I'm now getting kind of irritated that my MBP hard drive is partitioned into 2. I'd really really prefer it if it was one partition.

This came about because I tried boot camp, which partitioned my HDD into two. I didn't end up installing Windows, so I formatted the second partition as Mac OS Extended (Journaled).

Now I can't repartition the two together.

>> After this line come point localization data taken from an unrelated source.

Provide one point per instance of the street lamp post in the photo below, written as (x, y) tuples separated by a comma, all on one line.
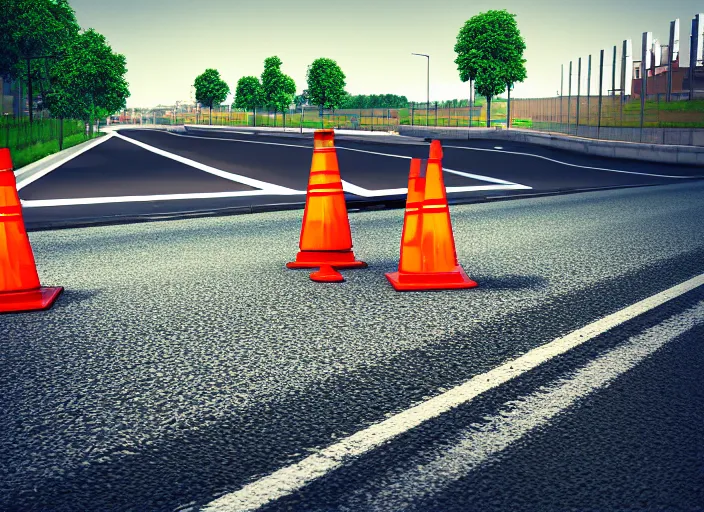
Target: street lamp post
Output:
[(427, 105)]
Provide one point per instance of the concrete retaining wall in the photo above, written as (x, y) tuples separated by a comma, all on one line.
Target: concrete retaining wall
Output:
[(665, 153)]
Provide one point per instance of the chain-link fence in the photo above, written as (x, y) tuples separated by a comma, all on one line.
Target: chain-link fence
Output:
[(621, 118)]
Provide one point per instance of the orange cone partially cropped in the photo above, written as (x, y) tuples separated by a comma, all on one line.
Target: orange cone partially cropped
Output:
[(326, 238), (428, 256), (19, 283)]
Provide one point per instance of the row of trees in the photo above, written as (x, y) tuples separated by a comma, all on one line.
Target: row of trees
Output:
[(276, 91), (76, 72)]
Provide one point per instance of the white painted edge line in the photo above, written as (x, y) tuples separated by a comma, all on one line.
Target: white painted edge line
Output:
[(269, 187), (23, 183), (355, 189), (291, 478), (480, 443), (38, 203), (235, 140), (457, 147), (576, 165)]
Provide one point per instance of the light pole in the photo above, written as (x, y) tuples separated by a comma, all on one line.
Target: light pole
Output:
[(427, 106)]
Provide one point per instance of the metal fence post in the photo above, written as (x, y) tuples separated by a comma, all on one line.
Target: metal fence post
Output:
[(670, 56), (613, 75), (601, 88), (562, 82), (644, 77), (589, 87), (693, 55)]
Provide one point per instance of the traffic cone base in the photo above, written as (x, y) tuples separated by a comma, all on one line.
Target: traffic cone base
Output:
[(428, 256), (418, 281), (327, 274), (31, 300), (336, 259)]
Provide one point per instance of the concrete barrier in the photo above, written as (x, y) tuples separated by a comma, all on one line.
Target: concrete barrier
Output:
[(662, 153)]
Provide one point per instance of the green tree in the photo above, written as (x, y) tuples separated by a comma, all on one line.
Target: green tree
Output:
[(33, 34), (490, 51), (277, 87), (88, 81), (249, 95), (282, 99), (211, 90), (326, 83)]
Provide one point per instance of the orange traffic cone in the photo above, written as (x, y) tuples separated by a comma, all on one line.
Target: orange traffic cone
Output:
[(326, 238), (19, 283), (428, 256)]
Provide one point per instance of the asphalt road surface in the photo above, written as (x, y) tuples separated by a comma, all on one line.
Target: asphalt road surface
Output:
[(149, 174), (186, 368)]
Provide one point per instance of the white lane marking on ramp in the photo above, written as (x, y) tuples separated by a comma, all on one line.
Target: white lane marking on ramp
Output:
[(39, 203), (364, 192), (518, 417), (294, 477), (575, 165), (354, 189), (21, 183), (238, 140), (269, 187)]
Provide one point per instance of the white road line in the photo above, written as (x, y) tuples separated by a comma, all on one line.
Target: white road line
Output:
[(269, 187), (294, 477), (21, 183), (240, 140), (363, 192), (39, 203), (574, 165), (483, 442)]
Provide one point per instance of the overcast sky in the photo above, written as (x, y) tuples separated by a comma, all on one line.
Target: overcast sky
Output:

Boot camp just says:

_______________

Your Startup disk cannot be partitioned or restored to a single partition

Your startup disk must be formatted as a single Mac OS Extended (Journaled) volume or already partitioned by Boot Camp Assistant for installing Windows.

_______________

I know I could do it with disk utility, but that would mean formatting the HDD. I really don't want to do that.

What can I do?!?

many thanks!

Alex
 
Can't you just delete the second partition in disk util then readd it with BC? Or how about deleting it with disk util then recreating a BC partition and deleting it again?
PS- I would SERIOUSLY consider backing up before dinking around with the partitions.
 
I'm going to have a fiddle now (with the external drive disconnected! :p ) and see what I can do. I have backups made on the external HDD...
 
diskutil is your friend

how about try from the command line. I.e. delete the 2nd partition in the gui diskutil. Once that's done try running diskutil from the command line with the resizeVolume option.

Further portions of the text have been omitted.